One of the ways I sometimes soothe myself a little when I'm having a bad week is promising myself that as soon as I can find time to make the (hour's round-trip) drive to the nearest bookstore, I'll go. Even if I just browse without buying anything (though that is rare). Or I'll tell myself I can order something from Amazon - last spring I went for that Prime shipping, and it's been worth it to me - being able to get an in-stock book in 2 days (sometimes it's only one!) is wonderful.

Every evening ends for me with my reading a bit before bed. If I have a meeting that runs late or I have to be out somewhere and get home and it's so late I go to bed without reading, I don't sleep as well.

I always travel with books, even if it's just a day-trip somewhere (you never know - you never know when your car might break down. Or when the bridge you have to cross to get back home might collapse. Or something might happen that traps you away from home, and if you don't have a book, you have nothing to DO). I take several books when I travel for longer than overnight. It is partly a "security blanket" thing and I openly admit that - for me, books are totems of home. Home and comfort. They are also an escape. I often travel with at least one scholarly book, because if I wind up sitting next to some kind of strongly opinionated chatterbox (the worst kind) or boor, I can pull it out, smile apologetically, and make some kind of half-truth about "having" to read the book for my career. And in waiting rooms, in concourses waiting for meetings to begin, anywhere - a book is a good way of closing yourself off from the world if you don't want to interact just then. (I'm really not that antisocial or unfriendly; it's just that I get overwhelmed easily in crowds, and the book becomes an item of defense.
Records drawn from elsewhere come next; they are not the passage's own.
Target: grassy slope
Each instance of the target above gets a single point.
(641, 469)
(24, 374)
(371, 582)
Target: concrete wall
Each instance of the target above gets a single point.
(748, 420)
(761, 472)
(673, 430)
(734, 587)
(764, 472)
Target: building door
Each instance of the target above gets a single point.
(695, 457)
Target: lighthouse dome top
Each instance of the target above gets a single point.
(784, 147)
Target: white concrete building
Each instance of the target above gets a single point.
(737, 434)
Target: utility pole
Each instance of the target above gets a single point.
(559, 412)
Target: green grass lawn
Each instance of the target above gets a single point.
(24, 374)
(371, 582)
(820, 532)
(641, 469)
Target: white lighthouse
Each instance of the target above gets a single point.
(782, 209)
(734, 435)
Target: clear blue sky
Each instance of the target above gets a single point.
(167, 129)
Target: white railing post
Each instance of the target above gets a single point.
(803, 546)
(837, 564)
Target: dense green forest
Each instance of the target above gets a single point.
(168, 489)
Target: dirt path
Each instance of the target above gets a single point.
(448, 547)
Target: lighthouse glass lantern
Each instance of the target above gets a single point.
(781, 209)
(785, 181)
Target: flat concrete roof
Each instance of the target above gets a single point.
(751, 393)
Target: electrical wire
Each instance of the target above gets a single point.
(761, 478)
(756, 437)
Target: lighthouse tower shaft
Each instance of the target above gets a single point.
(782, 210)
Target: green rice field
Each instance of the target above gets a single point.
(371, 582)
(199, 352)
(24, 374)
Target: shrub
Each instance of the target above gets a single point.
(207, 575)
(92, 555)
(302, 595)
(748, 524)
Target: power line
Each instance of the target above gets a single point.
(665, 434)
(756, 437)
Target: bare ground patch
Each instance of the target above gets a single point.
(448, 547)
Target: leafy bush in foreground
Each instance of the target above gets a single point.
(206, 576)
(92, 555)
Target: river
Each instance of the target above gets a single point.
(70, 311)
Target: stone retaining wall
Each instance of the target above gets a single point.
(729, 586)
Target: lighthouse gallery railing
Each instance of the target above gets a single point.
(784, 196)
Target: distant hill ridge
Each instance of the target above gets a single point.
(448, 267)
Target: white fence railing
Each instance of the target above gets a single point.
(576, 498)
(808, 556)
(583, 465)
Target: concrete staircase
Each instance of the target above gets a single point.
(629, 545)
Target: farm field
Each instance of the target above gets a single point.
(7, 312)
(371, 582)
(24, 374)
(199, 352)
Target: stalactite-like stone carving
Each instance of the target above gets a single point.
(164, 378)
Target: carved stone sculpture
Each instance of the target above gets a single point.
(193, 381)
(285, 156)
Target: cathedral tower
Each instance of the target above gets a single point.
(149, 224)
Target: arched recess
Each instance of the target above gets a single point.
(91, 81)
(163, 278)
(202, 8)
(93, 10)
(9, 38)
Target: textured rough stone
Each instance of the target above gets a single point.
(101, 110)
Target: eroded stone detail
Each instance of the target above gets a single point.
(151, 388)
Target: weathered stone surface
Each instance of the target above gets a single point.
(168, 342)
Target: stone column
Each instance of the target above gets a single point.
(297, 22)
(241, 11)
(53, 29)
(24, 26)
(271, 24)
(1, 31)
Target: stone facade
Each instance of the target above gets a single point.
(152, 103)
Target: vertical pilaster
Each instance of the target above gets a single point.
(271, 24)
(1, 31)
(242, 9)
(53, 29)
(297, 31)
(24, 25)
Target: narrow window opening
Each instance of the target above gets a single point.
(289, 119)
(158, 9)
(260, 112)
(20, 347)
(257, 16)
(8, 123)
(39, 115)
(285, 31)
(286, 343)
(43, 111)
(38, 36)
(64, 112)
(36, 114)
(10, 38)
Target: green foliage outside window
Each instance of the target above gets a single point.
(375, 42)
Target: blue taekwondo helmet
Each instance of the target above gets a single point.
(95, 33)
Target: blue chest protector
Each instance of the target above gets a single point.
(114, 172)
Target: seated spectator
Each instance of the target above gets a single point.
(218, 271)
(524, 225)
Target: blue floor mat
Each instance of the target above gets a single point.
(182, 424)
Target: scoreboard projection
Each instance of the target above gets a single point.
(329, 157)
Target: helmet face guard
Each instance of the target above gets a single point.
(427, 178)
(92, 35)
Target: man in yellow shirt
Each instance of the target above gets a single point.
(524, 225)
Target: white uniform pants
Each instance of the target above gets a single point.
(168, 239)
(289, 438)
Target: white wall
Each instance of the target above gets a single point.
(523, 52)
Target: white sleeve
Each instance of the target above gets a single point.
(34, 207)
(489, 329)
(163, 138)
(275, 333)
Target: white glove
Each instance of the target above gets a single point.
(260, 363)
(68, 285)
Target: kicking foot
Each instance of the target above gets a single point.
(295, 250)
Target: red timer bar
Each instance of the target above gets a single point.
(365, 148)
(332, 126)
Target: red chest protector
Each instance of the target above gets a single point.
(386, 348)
A way of protecting my brain from the "too much" out there, but also a way of sending a signal, "Hey! Friendly person who wants to talk to me about what Obama can do for me! Not now! Thank you."

They are probably my favorite object of everything around me.

2 comments:

WordGirl said...

Okay, random. But relevant.

Hubster has the new Amazon Kindle reader. I got it for him for his birthday. He LOVES IT. But he's a tech wonk who read 226 books last year. (No kidding, he tracks them all on a spreadsheet.) So it was cheaper and WAAAAY more space efficient to just get him the thing.

I, however, cannot get into it. I haven't even touched it. Probably won't. I like the tactility of real, *live* books. I mean... Is there anything better than walking the stacks in one of the top floors of a university library all by yourself? The smell alone is enough to send me. I feel like hugging the shelves. "Oh, friends. I'm so glad to see you... [sigh]"

And we are also Folio Society Members. Gorgeous! Just got all the kids' fairytale books for the as-yet unborn son.
We have more books from the Easton Press though. The selction is larger and their volumes seem to "go" together better in large clumps for our decor purposes.

Mark my words: Books will never be usurped by "readers". They are too well-loved.

Anonymous said...

I don't think the Kindle could ever replace books. I simply can't imagine it. However, for someone, like me, who travels a lot and moves every few years, it would be nice to have some books in a more manageable format. Actually, it would be really cool if one could get all of their textbooks on it, so one wouldn't have to cart around a dozen books all day, every day.